Still, Travere stands by the safety of sparsentan, pointing out that aside from the asymptomatic elevations in the AST and ALT enzymes, the candidate has shown a favorable tolerability profile overall.
“Importantly, to date, in our sparsentan program, we have not seen elevations in bilirubin,” Inrig continued. “There have been no reported clinical diagnoses of sparsentan-related liver injury. And in the few cases with asymptomatic AST/ALT elevation, there’s been no evidence of abnormal liver function.” A dose-response effect between sparsentan and AST/ALT elevation has also yet to be detected.
Accordingly, the FDA has not indicated any need for additional clinical data or studies of sparsentan, and the requested amendment is solely to update the candidate’s REMS. The regulatory body has also told Travere that it is open to modifying the REMS if data from the ongoing sparsentan program support doing so.
Sparsentan is Travere’s candidate for the rare disease IgA nephropathy, which occurs when IgA accumulates in the kidneys, interfering with the organ’s otherwise normal filtering functions. Symptoms include blood and protein in the urine.
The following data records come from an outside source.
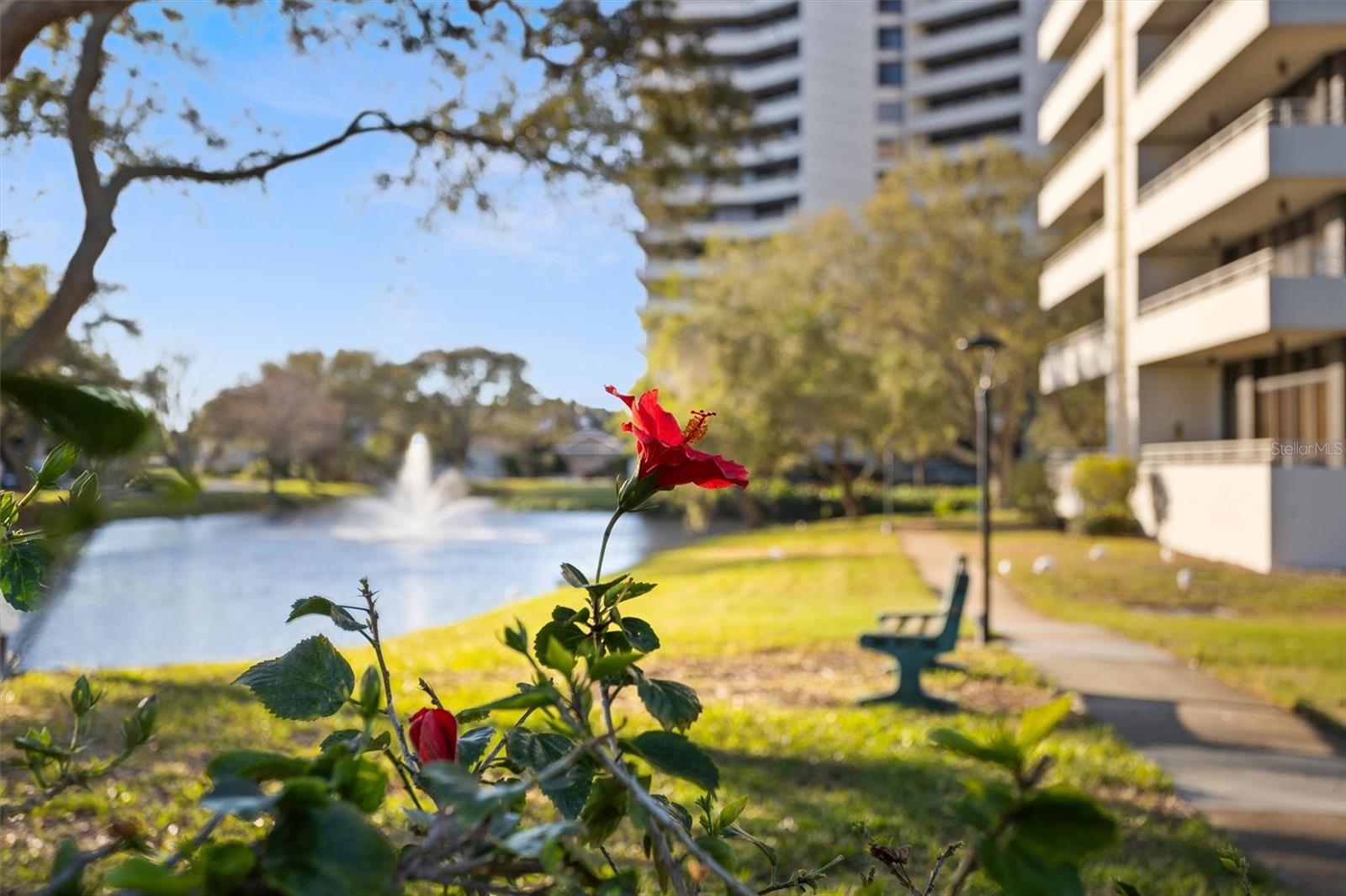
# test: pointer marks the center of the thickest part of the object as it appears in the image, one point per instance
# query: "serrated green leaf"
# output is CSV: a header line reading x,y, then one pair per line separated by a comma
x,y
318,606
98,419
535,751
329,851
311,681
673,704
639,634
24,568
612,665
471,745
1040,721
676,755
1062,824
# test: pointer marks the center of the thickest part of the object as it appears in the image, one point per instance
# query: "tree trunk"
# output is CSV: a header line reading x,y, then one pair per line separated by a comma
x,y
76,289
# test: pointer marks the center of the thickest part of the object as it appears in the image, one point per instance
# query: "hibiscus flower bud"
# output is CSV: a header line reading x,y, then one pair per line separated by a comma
x,y
435,734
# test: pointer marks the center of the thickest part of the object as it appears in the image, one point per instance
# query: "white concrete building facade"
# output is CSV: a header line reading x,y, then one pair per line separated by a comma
x,y
840,87
1202,168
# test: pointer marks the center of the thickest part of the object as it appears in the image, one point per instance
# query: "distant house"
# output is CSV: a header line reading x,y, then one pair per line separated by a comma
x,y
590,453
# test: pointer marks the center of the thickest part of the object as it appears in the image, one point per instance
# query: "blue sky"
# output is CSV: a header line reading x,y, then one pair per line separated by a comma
x,y
320,258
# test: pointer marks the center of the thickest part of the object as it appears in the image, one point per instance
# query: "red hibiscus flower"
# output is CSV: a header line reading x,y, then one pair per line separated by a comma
x,y
665,449
435,734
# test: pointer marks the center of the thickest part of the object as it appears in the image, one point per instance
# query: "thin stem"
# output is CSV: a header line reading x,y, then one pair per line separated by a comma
x,y
383,666
500,745
206,830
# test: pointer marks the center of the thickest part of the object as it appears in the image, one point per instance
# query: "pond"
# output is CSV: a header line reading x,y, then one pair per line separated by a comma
x,y
148,592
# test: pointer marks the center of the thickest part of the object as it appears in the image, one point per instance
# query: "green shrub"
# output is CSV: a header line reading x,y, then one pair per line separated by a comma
x,y
1104,487
1033,493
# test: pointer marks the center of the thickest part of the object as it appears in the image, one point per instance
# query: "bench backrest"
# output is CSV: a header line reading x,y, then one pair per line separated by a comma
x,y
955,599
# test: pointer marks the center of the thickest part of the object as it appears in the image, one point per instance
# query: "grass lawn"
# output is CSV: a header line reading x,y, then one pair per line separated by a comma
x,y
764,624
1280,635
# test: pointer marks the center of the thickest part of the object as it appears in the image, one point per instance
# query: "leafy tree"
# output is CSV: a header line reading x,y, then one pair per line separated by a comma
x,y
464,392
605,107
286,416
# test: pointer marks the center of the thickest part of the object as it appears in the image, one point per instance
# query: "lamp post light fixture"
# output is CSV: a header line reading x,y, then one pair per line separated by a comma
x,y
987,345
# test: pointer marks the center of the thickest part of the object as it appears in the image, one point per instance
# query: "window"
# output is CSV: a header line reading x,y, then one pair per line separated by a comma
x,y
890,73
890,38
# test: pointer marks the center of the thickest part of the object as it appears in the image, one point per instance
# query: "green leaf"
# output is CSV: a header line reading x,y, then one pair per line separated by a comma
x,y
256,765
535,751
676,755
151,879
1040,721
612,665
1063,824
226,866
673,704
100,420
473,745
1023,873
558,657
999,751
605,809
529,698
318,606
639,634
572,576
531,841
311,681
58,463
24,567
567,634
329,851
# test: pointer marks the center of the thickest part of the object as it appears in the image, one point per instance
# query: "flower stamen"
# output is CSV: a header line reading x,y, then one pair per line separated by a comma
x,y
697,427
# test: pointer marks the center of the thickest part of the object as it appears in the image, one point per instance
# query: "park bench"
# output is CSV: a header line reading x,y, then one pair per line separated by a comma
x,y
917,650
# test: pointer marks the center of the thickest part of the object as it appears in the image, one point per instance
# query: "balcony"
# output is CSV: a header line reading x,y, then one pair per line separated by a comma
x,y
1065,27
969,76
1074,100
1279,157
1083,355
1074,183
976,35
966,114
1247,307
1076,267
1243,502
1229,56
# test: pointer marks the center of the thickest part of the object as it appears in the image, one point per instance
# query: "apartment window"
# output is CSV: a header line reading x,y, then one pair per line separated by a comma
x,y
890,38
890,74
The investigational compound is a dual endothelin angiotensin receptor antagonist and works by targeting both the endothelin A receptor and the angiotensin II subtype 1 receptor. In pre-clinical studies, blocking both pathways has shown promise in reducing proteinuria and preventing glomerulosclerosis in rare chronic kidney diseases.
Travere submitted its NDA for sparsentan in IgA nephropathy in March, buttressed by promising data from the ongoing Phase III PROTECT study, a randomized and active controlled trial with over 400 participants. The application was accepted in May.
In August 2021, the company revealed topline data from PROTECT, showing that sparsentan nearly halved proteinuria after 36 weeks, an effect that was more than three times stronger than the active comparator Bristol Myers Squibb’s Avapro (irbesartan).